本書は、主としてこれから生保営業を目指そうとする方や壁にぶつかっている方に、成長するためのヒント、生保営業に対する留意点をまとめたものである。既発表の保険毎日新聞連載コラムを再構成したものだ。 構成は、第1章「発想の転換でレベルアップを狙え」、第2章「壁を乗り越える」、第3章「すぐ活かせる営業ノウハウ」、第4章「失敗しないために、もう一度自分を振り返る」、第5章「迷った時は基本にかえろう」からなっている。

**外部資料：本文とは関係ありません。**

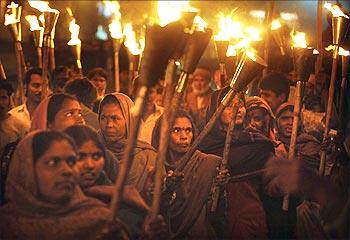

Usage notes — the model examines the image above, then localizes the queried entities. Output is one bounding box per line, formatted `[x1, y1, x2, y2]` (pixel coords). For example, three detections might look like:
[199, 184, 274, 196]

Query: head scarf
[0, 132, 110, 239]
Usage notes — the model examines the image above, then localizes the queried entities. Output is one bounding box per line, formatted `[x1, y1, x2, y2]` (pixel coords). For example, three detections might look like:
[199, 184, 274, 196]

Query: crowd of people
[0, 52, 350, 239]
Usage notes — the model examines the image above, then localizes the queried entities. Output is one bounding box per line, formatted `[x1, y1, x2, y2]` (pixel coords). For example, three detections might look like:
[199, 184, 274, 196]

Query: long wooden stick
[282, 80, 302, 211]
[211, 94, 240, 212]
[151, 59, 181, 219]
[314, 0, 323, 94]
[263, 1, 275, 76]
[111, 86, 149, 221]
[319, 45, 339, 176]
[0, 60, 6, 79]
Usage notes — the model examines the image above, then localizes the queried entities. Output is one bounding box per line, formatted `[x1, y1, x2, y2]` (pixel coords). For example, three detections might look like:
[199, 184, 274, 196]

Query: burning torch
[26, 15, 44, 68]
[0, 60, 6, 79]
[176, 50, 267, 172]
[339, 48, 350, 128]
[109, 2, 123, 92]
[271, 19, 286, 56]
[111, 21, 189, 220]
[123, 23, 142, 96]
[282, 32, 318, 211]
[319, 3, 349, 176]
[5, 2, 26, 105]
[67, 18, 83, 75]
[28, 1, 60, 98]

本書の各章の扉に著者自身が描いた挿絵、4コマ漫画もほのぼのとした味を出している。著者自身元来気の弱い、小心者だったとの告白には、大胆、おおらかかつ突破力抜群というイメージが強かっただけに「へえー」「本当?」と正直思わずにいられなかったが、本のタイトルに「たまごとひよこ」と銘打ち、普通の営業パーソンがスタート時や中堅へのレベルアップ時に直面する問題を実に丹念かつ理解しやすく取り上げ、自らの気づきで問題に立ち向かう手がかりを示している。
保険営業にスーパーセールスパーソンに光を当てた上から目線の押し付けがましい成功物語ではなく、あえて等身大の悩み多きセールスパーソンに光を当て、それでも成長していく視座を提起したことがこの本の特徴である。 生保営業で誰もが経験する躓きの石を明確にし、その克服のための発想法を開陳したり、上司や先輩、部下とのかかわりの中で、どのように人間的に成長してきたか、を明らかにするその手法は斬新である。文献の引用や専門用語を避け、「中学生にも分かるように」自ら経験した事、反省点や分析視点を織り交ぜながら具体的に論述しているのも読みやすくしている。

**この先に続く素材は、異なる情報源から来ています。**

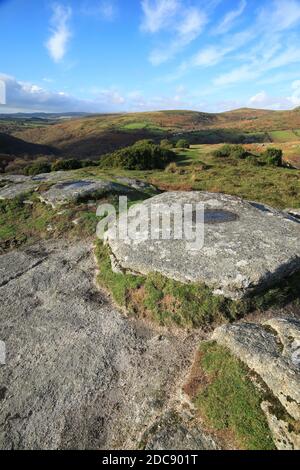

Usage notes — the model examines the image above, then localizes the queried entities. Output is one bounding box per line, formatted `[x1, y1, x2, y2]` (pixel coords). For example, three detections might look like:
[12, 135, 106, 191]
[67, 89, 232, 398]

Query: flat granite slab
[106, 192, 300, 299]
[40, 179, 131, 208]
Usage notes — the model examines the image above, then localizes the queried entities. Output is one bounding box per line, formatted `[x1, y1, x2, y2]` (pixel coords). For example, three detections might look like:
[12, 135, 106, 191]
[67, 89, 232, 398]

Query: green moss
[95, 242, 144, 307]
[195, 342, 275, 450]
[96, 240, 300, 328]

正面から生保営業の素晴らしさ、楽しさ、難しさと格闘してきた自身の現場での営業体験を通して語られる42のテーマの一つ一つのが、小気味よく料理されている。読者は著者の保険セールス実践というフィルターを通した内容の確かさ、を容易に確認するだろう。実に読みやすくかつ示唆に富む。読み進めるごとに、「そうそう」と思わず膝を叩きたくなる箇所が随所に出てくる。鋭い心理的な分析の視点と穏やかな人間観察力、そして全編を通じて、保険の仕組みそしてそれを支える人間に対する信頼で貫かれている。 この本は、いわゆるスーパーセールスパーソンのノウハウ本や、斜に構えて訳知り的に保険営業のマイナス部分を告発する類のものと一線を画している。とても明るいプラス思考の正道をいく本に仕上がっている。 生保営業で壁にぶつかっている人の壁突破の格好のヒント集であるとともに、元気の出るビタミン剤でもある。保険の原点再確認の気づき満載である。生保営業に関心を持つ方が対象だが、たんに生保にとどまらず保険営業全般に通じる。生保に距離感、コンプレックスを持っている損保代理店の皆さんにこそ読んでいただきたいものである。